Что до самой закусочной «Уралочка», то о ней я почему-то все знаю, ни разу ее не посетив. Она работает с семи утра до часу ночи, и я знаю женщину, работающую там, как будто просидел в закусочной «Уралочка» все это время, все восемнадцать часов ее работы. Эта женщина — мать-одиночка, ей под сорок, она работает через два дня на третий, и две другие женщины, ее сменщицы, тоже матери-одиночки, и у всех у них большие красные руки, и все они ненавидят закусочную «Уралочка» и хотели бы работать в каком-нибудь другом месте, которого, впрочем, они себе не представляют. Я знаю весь ассортимент данной закусочной, ее отварные макароны, кислые хлебные котлеты, розовый «Напиток» — не знаю, какой именно компот надо разбодяжить, чтобы получить этот неизменный заливочный субстрат, который одинаков во всех закусочных, от сибирочки до кубаночки. Наверняка здесь имеются также длинные жареные пирожки, похожие на сардельки, и в пирожках — осклизлое, серое мясное содержимое, и одинокая банка оливок, стоящая тут с середины девяностых, но ею так с тех пор никто и не заинтересовался. Вот в закусочную «Уралочка» входит человек с красным отечным лицом, и я все знаю про этого человека, и знаю, что мне не надо говорить ни слова, чтобы он возненавидел меня, только скользнет взглядом — и сразу возненавидит, потому что ему сейчас гораздо хуже, чем мне.
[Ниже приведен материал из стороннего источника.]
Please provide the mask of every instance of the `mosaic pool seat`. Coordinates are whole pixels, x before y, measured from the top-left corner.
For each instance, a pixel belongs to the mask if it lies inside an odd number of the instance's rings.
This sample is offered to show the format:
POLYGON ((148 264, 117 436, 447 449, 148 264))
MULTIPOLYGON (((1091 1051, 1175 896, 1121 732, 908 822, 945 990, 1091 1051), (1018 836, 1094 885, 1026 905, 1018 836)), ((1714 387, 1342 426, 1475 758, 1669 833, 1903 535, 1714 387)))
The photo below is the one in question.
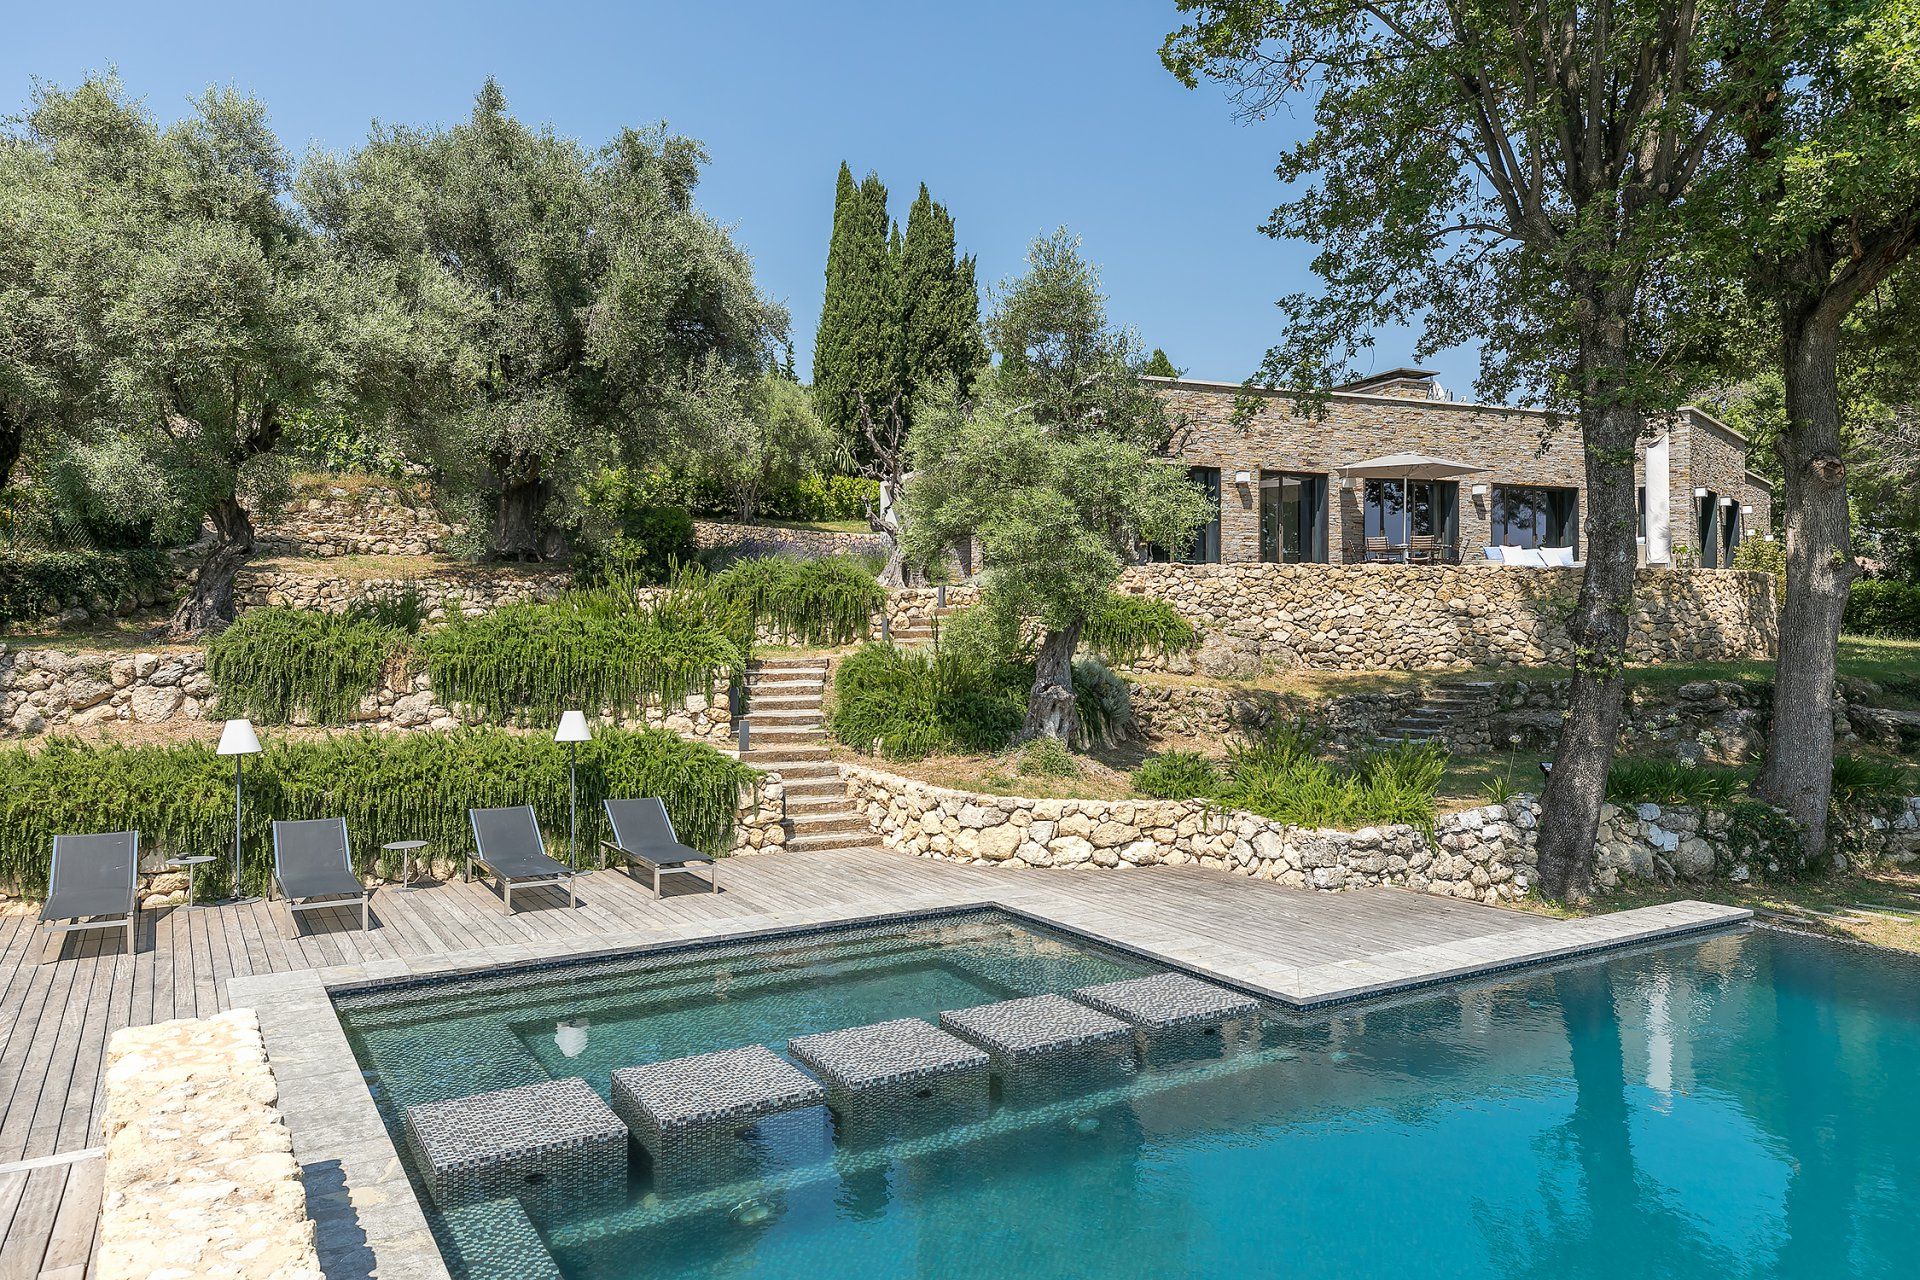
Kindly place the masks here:
POLYGON ((1260 1002, 1251 996, 1184 973, 1151 973, 1144 978, 1103 982, 1080 988, 1073 998, 1145 1031, 1225 1022, 1260 1008, 1260 1002))
POLYGON ((627 1126, 585 1080, 546 1080, 406 1110, 407 1145, 447 1208, 513 1196, 536 1213, 617 1198, 627 1126))
POLYGON ((1003 1062, 1023 1062, 1070 1049, 1124 1040, 1132 1027, 1065 996, 1027 996, 949 1009, 940 1025, 1003 1062))
POLYGON ((827 1091, 818 1080, 757 1044, 613 1073, 614 1113, 643 1145, 652 1138, 826 1100, 827 1091))
POLYGON ((836 1089, 891 1089, 942 1076, 984 1073, 992 1059, 919 1018, 895 1018, 787 1041, 787 1052, 836 1089))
И знание всего об этом мужчине, этих продавщицах и этом пирожке наполняет меня той же липкой смесью омерзения и сострадания, которой покрыто, кажется, все в этом поезде с его липкими дверными ручками, липкими столами в купе, липкими стеклами, к которым прислонялись бесчисленные похмельные лбы. Все это было таким в первом моем поезде, который вез меня, шестилетнего, в Евпаторию, и осталось ровно таким сейчас, и будет таким всегда, и никакой альтернативы этому быть не может.